А спустя несколько лет он сказал бы, что это было мало на что похожее существо и вряд ли напоминавшее Градскому нечто само собой возникшее, но как образ и плоть увлекавшего его завтра. И собравшее в себе все, вплоть до размера и роста, все будущее, но невольно и в который раз оказавшееся все-таки существом женским. Странно – в это простое явление, реальное как насморк или голод, в двурукое, двуногое, задрапированное чудо входило и все остальное – весь мир, город, бесконечная цепь предшествовавших событий.
Все просто, как на трамвайной остановке возле театра – здравствуйте! А зачем? Просто как эрмитажная памятная картина, какая-то там Аляска... И солнечный блеск в придачу, и все «до» и «после», беспрерывная амплитуда мутаций, с места на место, будто нет на свете ничего постоянного, отца и матери решивших жить, наконец, в каком-то одном месте.
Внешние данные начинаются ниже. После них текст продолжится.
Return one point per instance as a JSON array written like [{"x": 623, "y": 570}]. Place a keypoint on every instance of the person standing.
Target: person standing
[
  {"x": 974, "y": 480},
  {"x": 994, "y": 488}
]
И всегда чего-нибудь не хватает, и денег как всегда, и все это нормальная жизнь, нормальный внезапный отъезд и возвращение, скажем, с юга – внезапное возвращение и надолго обжигающее чувство близости моря, просто, как все имеющее запах, цвет, вкус, твердость и температуру, как заснеженный ветренный холодный трамвай.
И вот все это странным образом вмещало в себя двуногое, двурукое и задрапированное существо, симметрично одетое, обутое несостоявшееся чудо, выдуманное одним веянием молодости – так, с руками и ногами, голосом нахальным, или скорее вредным, слабеньким и смешным как котенок. И сама она еще не состоявшаяся, еще не знает куда деть свои уже не детские руки и ноги, но все-таки состоявшееся в коротком детском платьице и плаще.
Градский должно и не помнит, о чем она спросила, но это не было ни жестом, ни миной – нет, – желанием совершенно женского существа. Она отнюдь не напоминала вычисленное им и уцелевшее в памяти чудо – или где там уцелевают эти, черт бы их взял, чудеса? Но они опять встретились, вспомнили, поняли: ничего они не забыли! Он ей тоже ничего особенного не напоминал, и в ее головке не было ничего, помимо нетвердой уверенности, что однажды двуногое, двурукое, говорящее существо совершенно на нее не похожее потому, что это мужчина, а она пока смутно представляла, что это за создание, но оно рано или поздно войдет в ее жизнь прочно, как аттестат зрелости, в котором черным по белому написано: ты женщина и в этом больше не может быть сомнений.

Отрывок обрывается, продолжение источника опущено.